To effectively search the Library databases we suggest:
- Breaking apart your topic into the component parts
- For example, if your topic is community health promotion the main parts are: Community and Health Promotion.
- Combining these main parts with the Boolean Operators, AND, OR, and NOT
- AND tells the database to search for both terms in an article:
- Community AND Health Promotion
- OR tells the database to search for either term, which is especially useful for synonyms:
- Health Promotion OR Health Education
- NOT tells the database to exclude any results that have that term:
- Quantitative NOT Qualitative
- AND tells the database to search for both terms in an article:
To learn more about finding articles on your topic in the databases, please see our guide:
To learn more about Boolean Operators, please see our guide:
Pick a database
Which database you search in will determine the results that you get. For example, if you search in a health or nursing database, the results you get will be geared toward the health sciences and nursing. If you search in an education database, you'll get results that are focused on education.
To help you find a database that is relevant to your area of study, we have divided the Library databases into subject areas. Here is how you can access them:
1. On the Library Homepage, click the Research by Subject drop-down.
2. Click the subject area that most closely matches your area of interest:
3. Once you have clicked on a subject, you'll be on the Research Homepage for that subject. Scroll down until you see the list of databases and click on the title of a database to access it.
Note: The databases are organized with the largest collections at the top of the list, so selecting the first database is generally a good place to start.
Quantitative studies use numbers and statistics to test their hypotheses.
Some keywords associated with quantitative research studies include:
Since not all quantitative research studies have the word quantitative in the title or abstract, it may help to link together the names of different types of quantitative research studies in your search.
Here is an example of a search for quantitative research studies on community health promotion in the CINAHL Plus with Full Text database. Please see the pick a database instructions above for information on how to access the Health Sciences databases. Depending on your subject area, the database you search may look different than this example. But you can still use a similar search strategy.
1. In the first search box enter:
health promotion OR health education
2. In the second search box, enter:
3. In the third search box, enter:
quantitative OR statistics
Here is what your search boxes should look like:
4. To limit your results to only peer-reviewed articles, go below the search boxes and click in the box under Peer Reviewed Scholarly Journals.
5. Then click on the Search button to run your search.
6. As you look through your results, you can refer to the evaluate your results section below to make sure the article you pick is indeed a quantitative research study.

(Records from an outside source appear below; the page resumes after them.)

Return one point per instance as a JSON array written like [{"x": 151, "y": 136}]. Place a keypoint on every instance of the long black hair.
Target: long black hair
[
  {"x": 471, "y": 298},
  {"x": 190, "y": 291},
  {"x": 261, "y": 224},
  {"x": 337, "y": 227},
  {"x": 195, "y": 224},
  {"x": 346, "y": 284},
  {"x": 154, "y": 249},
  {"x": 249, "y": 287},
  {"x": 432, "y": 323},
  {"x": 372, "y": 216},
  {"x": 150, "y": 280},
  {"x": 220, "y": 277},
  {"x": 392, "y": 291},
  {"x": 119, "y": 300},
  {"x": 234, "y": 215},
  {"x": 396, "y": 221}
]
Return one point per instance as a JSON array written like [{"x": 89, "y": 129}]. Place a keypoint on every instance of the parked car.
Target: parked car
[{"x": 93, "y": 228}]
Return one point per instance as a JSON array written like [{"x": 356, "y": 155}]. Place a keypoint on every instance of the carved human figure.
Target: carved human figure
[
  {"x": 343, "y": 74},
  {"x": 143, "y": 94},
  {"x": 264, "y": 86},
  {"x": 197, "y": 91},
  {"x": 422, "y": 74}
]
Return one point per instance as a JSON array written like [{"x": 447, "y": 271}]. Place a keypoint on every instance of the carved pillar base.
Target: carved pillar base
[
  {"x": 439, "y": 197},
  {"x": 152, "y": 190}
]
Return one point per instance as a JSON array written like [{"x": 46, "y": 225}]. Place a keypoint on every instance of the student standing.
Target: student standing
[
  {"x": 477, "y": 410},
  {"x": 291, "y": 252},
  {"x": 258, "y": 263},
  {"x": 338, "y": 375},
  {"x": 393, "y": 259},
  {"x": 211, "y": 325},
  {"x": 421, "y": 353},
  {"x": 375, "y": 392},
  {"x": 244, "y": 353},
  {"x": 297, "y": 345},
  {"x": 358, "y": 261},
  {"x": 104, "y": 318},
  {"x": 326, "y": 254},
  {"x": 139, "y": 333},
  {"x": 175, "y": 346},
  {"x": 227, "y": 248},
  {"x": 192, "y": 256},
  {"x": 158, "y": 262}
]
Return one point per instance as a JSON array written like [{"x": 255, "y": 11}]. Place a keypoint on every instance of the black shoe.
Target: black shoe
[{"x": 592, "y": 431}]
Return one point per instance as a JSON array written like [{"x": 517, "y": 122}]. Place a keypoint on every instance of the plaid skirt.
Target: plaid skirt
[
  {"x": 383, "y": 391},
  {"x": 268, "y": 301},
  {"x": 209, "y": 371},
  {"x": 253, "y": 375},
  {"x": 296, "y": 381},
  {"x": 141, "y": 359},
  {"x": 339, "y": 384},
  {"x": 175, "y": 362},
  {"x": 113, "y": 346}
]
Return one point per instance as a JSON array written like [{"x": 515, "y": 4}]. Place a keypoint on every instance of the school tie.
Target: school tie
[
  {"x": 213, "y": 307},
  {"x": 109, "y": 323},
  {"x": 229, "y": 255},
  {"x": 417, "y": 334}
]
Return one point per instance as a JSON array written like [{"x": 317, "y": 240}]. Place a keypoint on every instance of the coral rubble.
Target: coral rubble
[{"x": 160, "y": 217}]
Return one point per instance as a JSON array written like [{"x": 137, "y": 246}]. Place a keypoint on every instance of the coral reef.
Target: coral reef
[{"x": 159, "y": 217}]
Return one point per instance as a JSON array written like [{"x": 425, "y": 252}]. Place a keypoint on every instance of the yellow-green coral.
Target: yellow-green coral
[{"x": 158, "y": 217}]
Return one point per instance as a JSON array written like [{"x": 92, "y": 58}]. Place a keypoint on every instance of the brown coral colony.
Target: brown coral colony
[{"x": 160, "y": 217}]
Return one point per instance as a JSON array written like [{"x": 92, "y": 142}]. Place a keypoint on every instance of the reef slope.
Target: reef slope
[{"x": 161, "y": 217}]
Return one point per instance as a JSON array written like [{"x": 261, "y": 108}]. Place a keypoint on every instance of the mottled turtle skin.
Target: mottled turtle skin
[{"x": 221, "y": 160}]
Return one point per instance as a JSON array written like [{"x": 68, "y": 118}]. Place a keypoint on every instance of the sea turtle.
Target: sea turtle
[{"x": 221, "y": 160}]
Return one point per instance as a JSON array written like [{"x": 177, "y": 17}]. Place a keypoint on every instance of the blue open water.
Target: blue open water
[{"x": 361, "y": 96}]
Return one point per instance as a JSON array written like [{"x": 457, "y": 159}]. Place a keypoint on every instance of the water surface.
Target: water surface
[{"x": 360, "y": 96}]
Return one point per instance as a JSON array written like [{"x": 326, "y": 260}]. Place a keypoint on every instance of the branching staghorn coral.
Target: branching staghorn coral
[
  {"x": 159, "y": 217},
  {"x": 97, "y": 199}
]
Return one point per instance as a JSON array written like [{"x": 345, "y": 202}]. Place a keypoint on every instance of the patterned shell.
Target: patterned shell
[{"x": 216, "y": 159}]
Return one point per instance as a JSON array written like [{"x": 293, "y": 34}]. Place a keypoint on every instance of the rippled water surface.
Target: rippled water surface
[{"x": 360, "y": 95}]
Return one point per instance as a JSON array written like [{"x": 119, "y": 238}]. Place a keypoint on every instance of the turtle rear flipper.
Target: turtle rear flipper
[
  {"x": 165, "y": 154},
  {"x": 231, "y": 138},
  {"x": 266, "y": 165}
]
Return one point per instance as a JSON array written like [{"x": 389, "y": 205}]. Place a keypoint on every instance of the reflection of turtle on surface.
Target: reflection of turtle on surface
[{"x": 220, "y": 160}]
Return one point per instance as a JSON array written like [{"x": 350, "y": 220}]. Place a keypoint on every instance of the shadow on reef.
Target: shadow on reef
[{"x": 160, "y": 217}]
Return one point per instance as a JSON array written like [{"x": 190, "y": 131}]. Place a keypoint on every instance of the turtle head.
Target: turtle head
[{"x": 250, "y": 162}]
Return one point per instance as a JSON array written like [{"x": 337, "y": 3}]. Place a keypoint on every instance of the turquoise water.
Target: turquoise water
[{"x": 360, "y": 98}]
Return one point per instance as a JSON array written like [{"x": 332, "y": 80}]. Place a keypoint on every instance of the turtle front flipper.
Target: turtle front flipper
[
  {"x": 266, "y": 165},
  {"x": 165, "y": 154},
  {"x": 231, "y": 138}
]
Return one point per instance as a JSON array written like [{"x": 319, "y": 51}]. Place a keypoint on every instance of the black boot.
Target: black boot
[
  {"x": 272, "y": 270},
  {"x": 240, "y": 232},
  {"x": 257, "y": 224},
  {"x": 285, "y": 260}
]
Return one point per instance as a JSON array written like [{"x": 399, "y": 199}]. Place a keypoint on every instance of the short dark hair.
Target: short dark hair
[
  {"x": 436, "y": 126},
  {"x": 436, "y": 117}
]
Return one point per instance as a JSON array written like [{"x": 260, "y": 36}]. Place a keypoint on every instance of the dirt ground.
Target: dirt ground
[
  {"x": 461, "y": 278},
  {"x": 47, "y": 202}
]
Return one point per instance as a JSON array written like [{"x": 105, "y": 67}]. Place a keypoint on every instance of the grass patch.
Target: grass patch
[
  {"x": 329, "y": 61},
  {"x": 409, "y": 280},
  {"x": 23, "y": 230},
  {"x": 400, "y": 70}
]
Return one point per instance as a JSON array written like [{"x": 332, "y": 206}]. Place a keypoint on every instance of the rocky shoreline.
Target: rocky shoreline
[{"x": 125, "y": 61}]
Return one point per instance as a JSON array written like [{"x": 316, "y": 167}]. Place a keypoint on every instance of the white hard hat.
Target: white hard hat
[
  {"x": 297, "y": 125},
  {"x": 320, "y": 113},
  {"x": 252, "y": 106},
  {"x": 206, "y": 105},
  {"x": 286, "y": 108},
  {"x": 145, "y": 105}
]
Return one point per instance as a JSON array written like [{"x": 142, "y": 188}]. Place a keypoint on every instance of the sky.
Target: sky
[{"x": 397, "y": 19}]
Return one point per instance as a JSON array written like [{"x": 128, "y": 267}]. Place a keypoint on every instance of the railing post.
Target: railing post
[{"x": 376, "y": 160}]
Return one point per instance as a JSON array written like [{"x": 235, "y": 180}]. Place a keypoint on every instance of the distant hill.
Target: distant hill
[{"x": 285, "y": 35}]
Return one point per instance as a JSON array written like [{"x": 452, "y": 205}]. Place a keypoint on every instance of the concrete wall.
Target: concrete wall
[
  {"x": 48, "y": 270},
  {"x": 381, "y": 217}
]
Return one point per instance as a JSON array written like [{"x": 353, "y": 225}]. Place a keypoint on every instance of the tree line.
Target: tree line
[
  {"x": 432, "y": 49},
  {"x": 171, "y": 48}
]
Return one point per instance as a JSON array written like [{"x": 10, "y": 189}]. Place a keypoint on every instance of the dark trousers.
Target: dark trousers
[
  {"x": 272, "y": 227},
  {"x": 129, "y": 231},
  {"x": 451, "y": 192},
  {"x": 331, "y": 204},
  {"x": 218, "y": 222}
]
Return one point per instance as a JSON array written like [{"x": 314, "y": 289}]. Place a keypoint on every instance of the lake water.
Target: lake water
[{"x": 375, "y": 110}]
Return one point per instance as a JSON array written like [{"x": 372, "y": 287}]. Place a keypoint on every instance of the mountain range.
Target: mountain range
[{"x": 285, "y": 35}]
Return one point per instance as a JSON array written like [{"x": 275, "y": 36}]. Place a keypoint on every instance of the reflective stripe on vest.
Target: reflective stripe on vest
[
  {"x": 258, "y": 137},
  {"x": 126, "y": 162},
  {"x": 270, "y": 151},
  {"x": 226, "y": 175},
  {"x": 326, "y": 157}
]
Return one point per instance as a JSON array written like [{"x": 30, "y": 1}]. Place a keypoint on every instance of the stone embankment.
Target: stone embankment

Quiz on quantitative research
Evaluate your results
Unfortunately, just because you entered keywords associated with the research type you are trying to find, that doesn't guarantee that all of your results will be the desired research type. Once you have your list of results, reflect on the keywords associated with your desired research method. With those keywords in mind, here are a few places you can look to check that you've truly found what you wanted:
- Title: Sometimes the research methodology will be stated in the title of the article. For example:
- "Considerations for the provision of psychosocial services for families following paediatric burn injury: A quantitative study."
- "Clown intervention to reduce preoperative anxiety in children and parents: A randomized controlled trial."
- Abstract: If the title does not specify what type of research methodology was used, the next place to look is the abstract. The abstract gives you a short summary of the article and will generally include the research methodology.
Here is how you can access an article's abstract:
1. From the list of results, click on the title of the article.
2. If you are not automatically taken to the detailed record page, click on Detailed Record in the left column.
3. Scroll down until you see the abstract section.
Note: Not all articles have an abstract. If the one you picked does not, you'll need to look at the full text of the article.
- Article: If neither the title nor the abstract makes it clear what type of research methodology was used, you'll need to go to the full text of the article. The sections where you are most likely to find out what type of research methodology was used are the Introduction, Methodology/Method, and Design.
Note: These sections may have slightly different headings, but will generally be near the beginning of the article.
To learn more about evaluating your results, please see our guide:
SAGE Research Methods: Quantitative Methods Map
Use our database SAGE Research Methods to find information about quantitative methodologies:
Quantitative Quiz Answer:
Interviews are a type of qualitative research. Meta analyses, data, and trials are all good keywords for finding quantitative research.